This is something I felt I needed to do. I can't really explain, it; but writing's a release from all the pressures around me. I don't expect anyone to want to read this. This is for myself, I'm not writing this for anyone else specifically. Thank you.
It started one day. I suddenly woke up, and realised what a rubbish place this world is to be. I suppose I must have felt like this for some time, but I don't keep track of the days. At the moment, it seems as if my life is just one long drawn-out day, that nobody can put an end to. I've tried everything to make me feel better, but not a single person understands. I found something that makes me feel better for a little while. I cut myself, but nobody cares. Everyone knows, and they try to help, but they can't see what's going through my head. It releases me; makes me feel as if someone's there to protect me. This little cocoon of self harm.
I know my life is a lot better than most people's. My parents love me more than life itself, and my friends know about my 'problems'. But I can't help thinking that the world would be no different if I were not here. Life would go on. Sure, my family would be sad for a little while, but they'd get over it, wouldn't they? It wouldn't make any difference if I died tomorrow. People say that they would miss me, but I doubt it. I don't think they really care that much. They could watch me die, and still be able to sleep at night.
I think that if I tried to end my life, I would do it with a gun. It would be quick; a bullet to the head. I'm not in it for the pain. I just don't want to exist any more. I could deal with the split second of mind-numbing pain. I've become used to it. It doesn't scare me any more. I wouldn't be able to do it with pills. What if I woke up, and realised that I had failed? It's the same with hanging. Even if I did die, I wouldn't want to inflict the horror of finding me on anyone. They don't deserve to have the sort of feelings I have thrust upon them. That would be cruel.
Sometimes I catch people looking at my scars. They stare, open their mouths as if to say something, then walk away. It's like it's utterly taboo to cut oneself. I feel totally alone; like I'm in a room full of people, but invisible all the same. One person might have the guts of ask me how I got them, but I can't tell them. I just shrug and walk away. And then they know. I can see it in their eyes. They're thinking 'Freak'. I'm not a freak. I just can't deal with all the suffering in the world. I cut because I have to. Not for any other reason.

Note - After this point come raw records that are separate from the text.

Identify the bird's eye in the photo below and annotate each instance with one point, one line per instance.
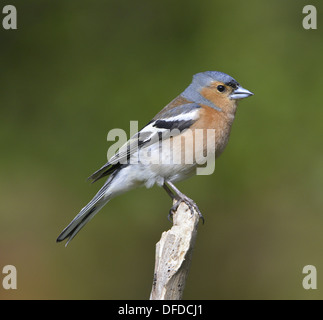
(221, 88)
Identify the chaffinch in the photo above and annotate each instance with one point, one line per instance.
(167, 149)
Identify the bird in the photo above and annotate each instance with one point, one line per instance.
(208, 104)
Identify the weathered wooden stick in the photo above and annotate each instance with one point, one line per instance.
(174, 254)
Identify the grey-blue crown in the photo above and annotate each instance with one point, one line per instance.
(204, 79)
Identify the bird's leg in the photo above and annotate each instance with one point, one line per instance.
(181, 197)
(173, 196)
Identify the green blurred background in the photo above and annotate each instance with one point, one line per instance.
(76, 69)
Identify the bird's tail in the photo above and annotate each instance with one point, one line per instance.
(87, 213)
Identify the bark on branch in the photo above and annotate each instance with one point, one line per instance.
(174, 254)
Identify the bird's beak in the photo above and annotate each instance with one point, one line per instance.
(240, 93)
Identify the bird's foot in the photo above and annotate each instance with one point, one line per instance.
(189, 202)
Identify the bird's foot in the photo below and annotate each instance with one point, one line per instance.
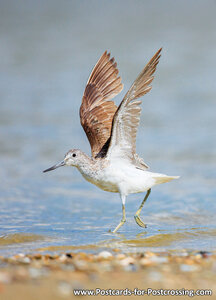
(119, 225)
(139, 221)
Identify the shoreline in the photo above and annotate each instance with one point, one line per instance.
(56, 276)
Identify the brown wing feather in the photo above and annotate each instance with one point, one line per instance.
(127, 117)
(96, 111)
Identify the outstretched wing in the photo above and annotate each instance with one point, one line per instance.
(96, 111)
(127, 117)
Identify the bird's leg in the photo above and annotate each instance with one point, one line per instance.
(123, 220)
(137, 217)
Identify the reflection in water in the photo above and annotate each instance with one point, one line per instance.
(48, 53)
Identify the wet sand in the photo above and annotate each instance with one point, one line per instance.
(56, 276)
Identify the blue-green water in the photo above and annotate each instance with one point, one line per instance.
(47, 52)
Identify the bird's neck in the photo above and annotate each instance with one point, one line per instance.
(86, 165)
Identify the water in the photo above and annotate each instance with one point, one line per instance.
(46, 54)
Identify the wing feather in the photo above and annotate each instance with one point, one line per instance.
(127, 117)
(96, 111)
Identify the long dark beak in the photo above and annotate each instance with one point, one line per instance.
(61, 164)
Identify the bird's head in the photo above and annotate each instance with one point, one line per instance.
(72, 158)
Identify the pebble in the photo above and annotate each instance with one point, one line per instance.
(105, 254)
(126, 261)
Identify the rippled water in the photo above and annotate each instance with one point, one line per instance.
(46, 54)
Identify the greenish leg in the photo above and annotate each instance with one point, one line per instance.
(137, 217)
(123, 220)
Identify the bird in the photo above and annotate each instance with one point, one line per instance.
(114, 165)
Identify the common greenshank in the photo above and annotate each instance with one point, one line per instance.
(114, 165)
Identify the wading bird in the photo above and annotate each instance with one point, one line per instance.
(114, 165)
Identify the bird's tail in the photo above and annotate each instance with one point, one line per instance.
(163, 179)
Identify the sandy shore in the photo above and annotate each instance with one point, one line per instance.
(38, 276)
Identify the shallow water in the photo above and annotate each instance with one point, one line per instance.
(47, 52)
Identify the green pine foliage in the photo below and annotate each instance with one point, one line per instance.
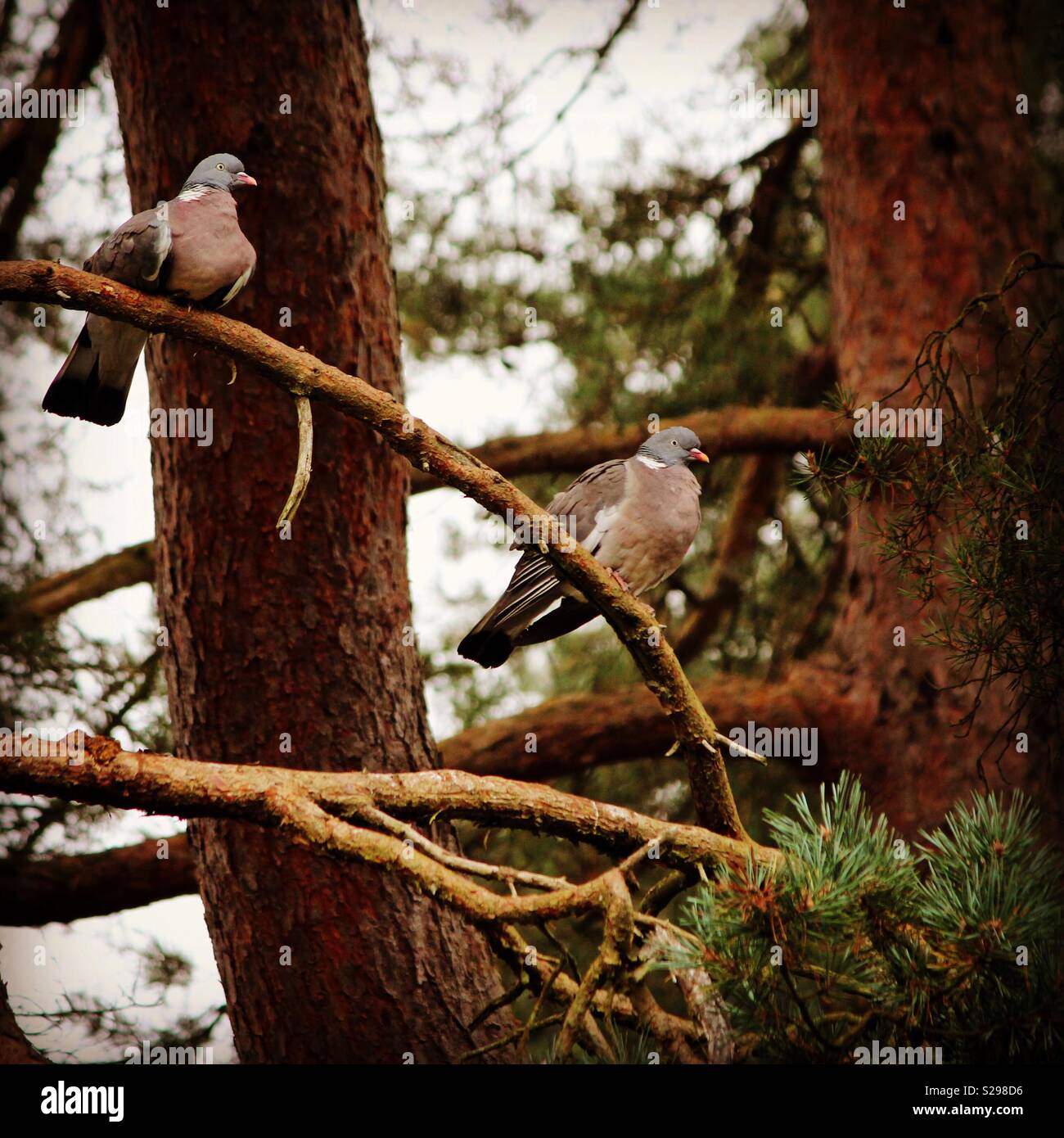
(859, 937)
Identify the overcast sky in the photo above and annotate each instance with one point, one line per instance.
(673, 54)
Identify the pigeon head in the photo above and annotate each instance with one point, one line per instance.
(220, 172)
(672, 447)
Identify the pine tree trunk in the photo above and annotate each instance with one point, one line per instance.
(917, 105)
(272, 641)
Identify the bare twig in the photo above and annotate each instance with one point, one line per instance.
(303, 463)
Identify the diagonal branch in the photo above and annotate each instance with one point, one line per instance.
(52, 595)
(70, 887)
(303, 373)
(188, 788)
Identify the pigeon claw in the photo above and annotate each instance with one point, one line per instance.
(620, 580)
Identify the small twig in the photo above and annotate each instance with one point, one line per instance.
(303, 463)
(408, 833)
(509, 1038)
(742, 750)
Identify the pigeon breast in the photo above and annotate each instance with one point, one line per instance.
(210, 256)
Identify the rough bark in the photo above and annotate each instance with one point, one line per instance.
(956, 152)
(298, 639)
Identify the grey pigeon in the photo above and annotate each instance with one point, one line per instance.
(638, 516)
(190, 248)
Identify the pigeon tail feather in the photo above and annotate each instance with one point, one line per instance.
(76, 391)
(490, 648)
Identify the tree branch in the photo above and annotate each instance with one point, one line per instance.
(582, 731)
(188, 788)
(52, 595)
(67, 887)
(303, 373)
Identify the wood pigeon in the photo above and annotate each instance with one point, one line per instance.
(190, 248)
(638, 516)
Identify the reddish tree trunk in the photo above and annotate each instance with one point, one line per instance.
(916, 105)
(298, 639)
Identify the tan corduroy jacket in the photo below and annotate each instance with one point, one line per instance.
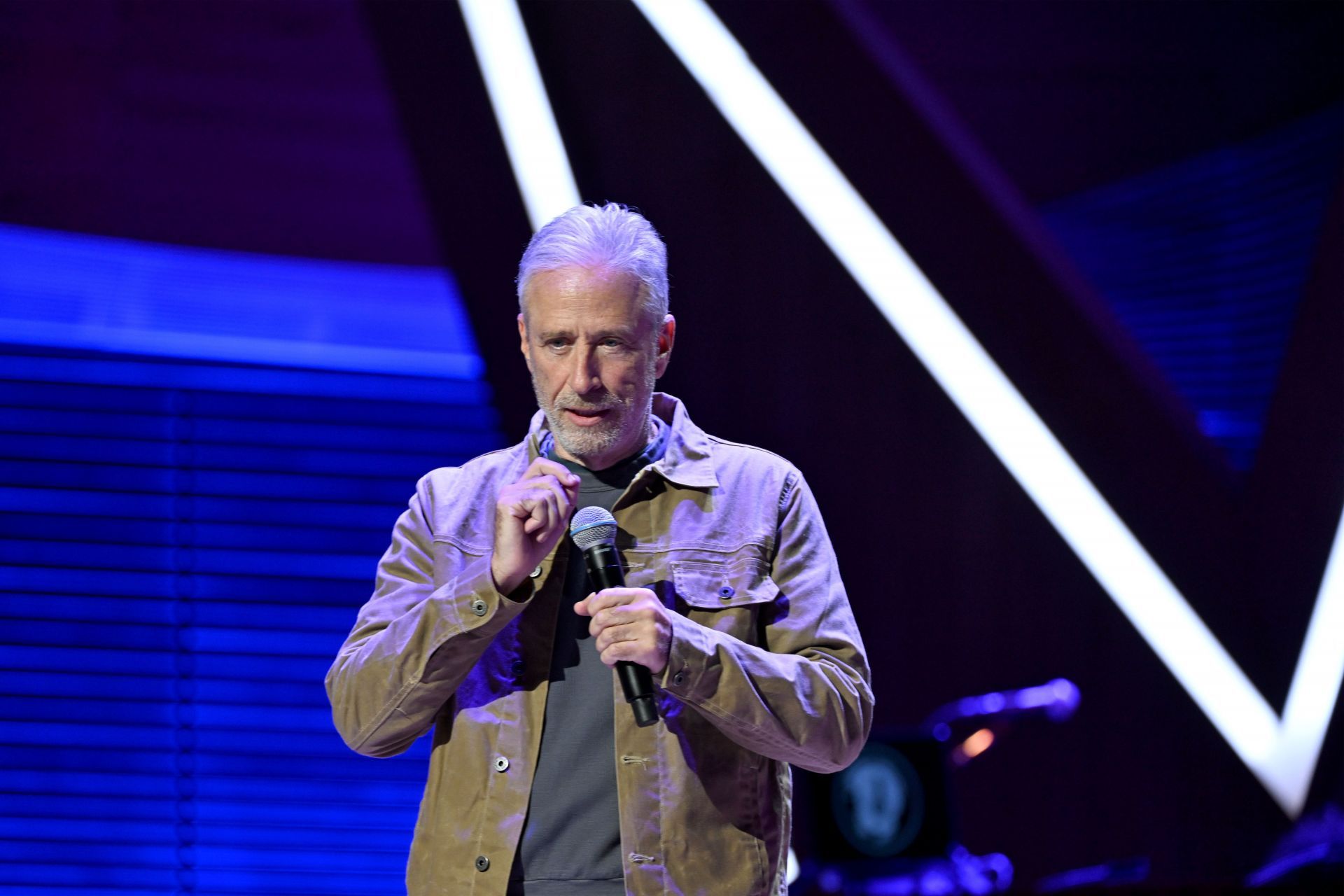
(766, 669)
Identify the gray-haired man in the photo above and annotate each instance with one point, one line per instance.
(483, 624)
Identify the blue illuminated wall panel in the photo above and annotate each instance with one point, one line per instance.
(183, 546)
(1206, 261)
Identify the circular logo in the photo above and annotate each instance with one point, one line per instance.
(878, 802)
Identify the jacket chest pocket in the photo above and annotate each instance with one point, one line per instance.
(736, 598)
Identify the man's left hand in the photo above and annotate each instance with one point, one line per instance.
(629, 624)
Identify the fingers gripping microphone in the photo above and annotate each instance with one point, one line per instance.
(593, 531)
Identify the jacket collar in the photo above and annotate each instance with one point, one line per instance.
(689, 458)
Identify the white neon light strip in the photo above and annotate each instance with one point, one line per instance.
(522, 108)
(1281, 755)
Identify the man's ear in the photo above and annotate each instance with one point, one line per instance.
(667, 336)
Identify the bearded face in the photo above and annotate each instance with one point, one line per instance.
(594, 355)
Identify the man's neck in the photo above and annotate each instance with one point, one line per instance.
(615, 457)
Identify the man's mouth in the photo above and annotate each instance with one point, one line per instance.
(587, 415)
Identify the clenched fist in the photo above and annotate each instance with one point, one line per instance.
(530, 519)
(629, 624)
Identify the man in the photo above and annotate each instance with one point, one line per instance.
(483, 624)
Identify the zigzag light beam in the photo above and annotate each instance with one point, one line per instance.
(522, 108)
(1282, 755)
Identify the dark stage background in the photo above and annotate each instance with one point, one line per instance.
(1136, 207)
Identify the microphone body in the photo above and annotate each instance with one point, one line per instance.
(604, 567)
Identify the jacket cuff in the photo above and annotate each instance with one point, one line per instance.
(691, 657)
(472, 603)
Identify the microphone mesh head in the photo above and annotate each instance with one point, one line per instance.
(593, 526)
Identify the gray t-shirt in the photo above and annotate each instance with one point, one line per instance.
(571, 839)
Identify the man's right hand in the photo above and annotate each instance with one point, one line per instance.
(530, 519)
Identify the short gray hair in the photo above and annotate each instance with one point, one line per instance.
(608, 235)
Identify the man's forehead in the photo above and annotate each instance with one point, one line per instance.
(585, 296)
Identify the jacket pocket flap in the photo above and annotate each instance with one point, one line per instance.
(708, 586)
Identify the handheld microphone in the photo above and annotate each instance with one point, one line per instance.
(593, 531)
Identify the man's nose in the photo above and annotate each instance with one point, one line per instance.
(585, 377)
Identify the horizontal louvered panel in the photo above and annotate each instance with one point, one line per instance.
(164, 878)
(206, 482)
(378, 816)
(185, 559)
(115, 399)
(179, 564)
(158, 507)
(202, 762)
(51, 527)
(166, 612)
(233, 378)
(218, 433)
(88, 830)
(168, 584)
(93, 809)
(371, 464)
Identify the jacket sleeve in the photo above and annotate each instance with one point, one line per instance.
(806, 696)
(413, 643)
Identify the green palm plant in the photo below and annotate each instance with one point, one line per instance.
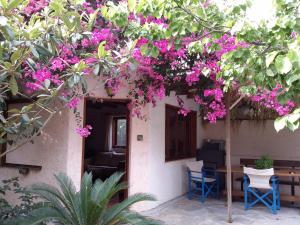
(88, 206)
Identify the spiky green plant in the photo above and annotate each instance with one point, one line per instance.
(88, 206)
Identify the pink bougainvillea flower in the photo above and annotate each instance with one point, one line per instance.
(84, 131)
(73, 103)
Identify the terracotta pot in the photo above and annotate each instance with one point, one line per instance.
(109, 91)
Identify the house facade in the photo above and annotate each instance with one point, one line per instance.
(60, 149)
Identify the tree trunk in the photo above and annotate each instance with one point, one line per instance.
(228, 159)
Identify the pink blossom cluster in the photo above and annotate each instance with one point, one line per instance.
(84, 131)
(269, 99)
(73, 103)
(35, 6)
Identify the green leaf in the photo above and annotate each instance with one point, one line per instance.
(101, 50)
(15, 56)
(47, 83)
(131, 5)
(270, 73)
(144, 49)
(154, 52)
(14, 3)
(13, 85)
(283, 64)
(292, 79)
(270, 58)
(3, 21)
(3, 3)
(280, 123)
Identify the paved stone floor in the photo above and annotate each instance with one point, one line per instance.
(182, 211)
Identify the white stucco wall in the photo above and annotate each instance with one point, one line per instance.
(49, 151)
(250, 139)
(167, 180)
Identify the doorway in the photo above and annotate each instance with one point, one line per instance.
(106, 150)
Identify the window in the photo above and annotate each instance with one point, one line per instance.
(181, 133)
(119, 132)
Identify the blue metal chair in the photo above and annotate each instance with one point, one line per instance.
(202, 181)
(257, 185)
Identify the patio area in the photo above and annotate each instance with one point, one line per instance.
(182, 211)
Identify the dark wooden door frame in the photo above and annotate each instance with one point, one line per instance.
(128, 131)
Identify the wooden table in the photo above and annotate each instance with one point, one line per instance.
(280, 172)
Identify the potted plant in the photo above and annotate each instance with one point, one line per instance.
(264, 162)
(262, 173)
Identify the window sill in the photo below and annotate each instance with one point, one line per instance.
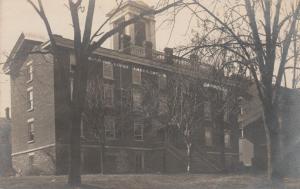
(110, 138)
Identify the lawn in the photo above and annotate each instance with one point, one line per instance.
(143, 182)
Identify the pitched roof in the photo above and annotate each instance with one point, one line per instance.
(23, 45)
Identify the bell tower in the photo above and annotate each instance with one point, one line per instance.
(139, 32)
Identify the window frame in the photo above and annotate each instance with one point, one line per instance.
(111, 69)
(134, 76)
(31, 131)
(137, 98)
(29, 99)
(207, 110)
(208, 139)
(112, 128)
(106, 87)
(29, 71)
(162, 82)
(227, 139)
(138, 124)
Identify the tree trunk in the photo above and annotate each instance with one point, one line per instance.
(102, 158)
(79, 94)
(275, 172)
(188, 153)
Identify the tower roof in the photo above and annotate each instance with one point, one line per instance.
(141, 5)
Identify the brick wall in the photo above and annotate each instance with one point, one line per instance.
(43, 104)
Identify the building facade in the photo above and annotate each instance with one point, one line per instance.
(127, 125)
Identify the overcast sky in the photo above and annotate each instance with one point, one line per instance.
(17, 16)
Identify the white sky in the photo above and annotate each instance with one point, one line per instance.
(17, 16)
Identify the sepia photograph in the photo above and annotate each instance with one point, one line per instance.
(149, 94)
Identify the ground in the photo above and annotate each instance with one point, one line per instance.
(145, 182)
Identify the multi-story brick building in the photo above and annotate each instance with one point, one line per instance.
(122, 129)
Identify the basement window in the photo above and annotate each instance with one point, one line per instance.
(29, 99)
(110, 130)
(31, 132)
(138, 128)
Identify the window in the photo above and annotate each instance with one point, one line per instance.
(120, 33)
(29, 71)
(207, 110)
(71, 88)
(226, 113)
(139, 162)
(162, 81)
(81, 127)
(163, 104)
(30, 130)
(108, 95)
(137, 98)
(136, 76)
(138, 130)
(227, 139)
(109, 124)
(108, 70)
(30, 160)
(140, 33)
(30, 98)
(72, 63)
(208, 136)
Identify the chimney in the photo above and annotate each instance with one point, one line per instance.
(7, 113)
(168, 55)
(148, 49)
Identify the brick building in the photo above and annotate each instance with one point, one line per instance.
(123, 129)
(251, 124)
(5, 146)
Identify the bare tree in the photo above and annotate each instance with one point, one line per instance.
(85, 43)
(257, 35)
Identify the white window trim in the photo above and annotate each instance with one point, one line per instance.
(114, 127)
(135, 103)
(108, 77)
(211, 142)
(29, 63)
(110, 87)
(141, 124)
(140, 76)
(227, 133)
(28, 66)
(30, 121)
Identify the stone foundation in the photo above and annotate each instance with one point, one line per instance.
(39, 162)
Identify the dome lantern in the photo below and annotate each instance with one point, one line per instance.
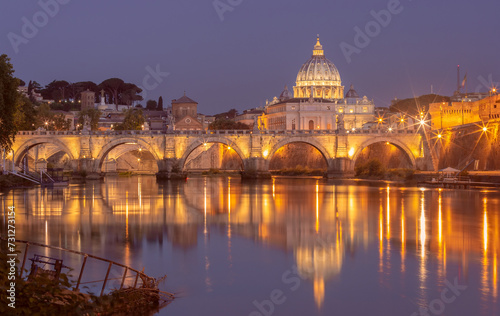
(318, 77)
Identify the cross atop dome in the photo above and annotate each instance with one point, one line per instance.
(318, 48)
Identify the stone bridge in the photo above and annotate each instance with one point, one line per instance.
(88, 151)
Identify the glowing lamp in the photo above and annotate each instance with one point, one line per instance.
(351, 152)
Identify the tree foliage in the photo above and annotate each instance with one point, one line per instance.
(94, 115)
(134, 120)
(26, 115)
(231, 114)
(49, 120)
(413, 106)
(151, 105)
(120, 92)
(9, 104)
(57, 90)
(227, 124)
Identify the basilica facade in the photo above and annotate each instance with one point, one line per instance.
(318, 101)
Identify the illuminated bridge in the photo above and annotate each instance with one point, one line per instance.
(89, 150)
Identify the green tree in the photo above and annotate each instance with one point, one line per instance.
(413, 106)
(57, 90)
(113, 87)
(44, 116)
(9, 104)
(160, 104)
(134, 120)
(228, 115)
(120, 91)
(151, 105)
(26, 115)
(94, 116)
(60, 123)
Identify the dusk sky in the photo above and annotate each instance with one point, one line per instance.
(248, 50)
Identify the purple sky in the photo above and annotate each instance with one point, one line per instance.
(248, 55)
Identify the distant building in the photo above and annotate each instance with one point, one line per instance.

I am normal. Perfectly normal. On the outside. Inside, I'm bitter and twisted. I want to die to get away from these thoughts of mine. Dark thoughts, that make me have to cut to put up with them. I can't see myself having a future. My whole life has been a tragedy. So, for when I decide to go through with the inevitable, I want my family to know that it wasn't their fault. It was me that was wrong, not them. Now all I have to say is goodbye. I won't go quite yet but for when I do, I want you all to know that I didn't enjoy my life. If I did, I'd still be here. It's better this way. Goodbye.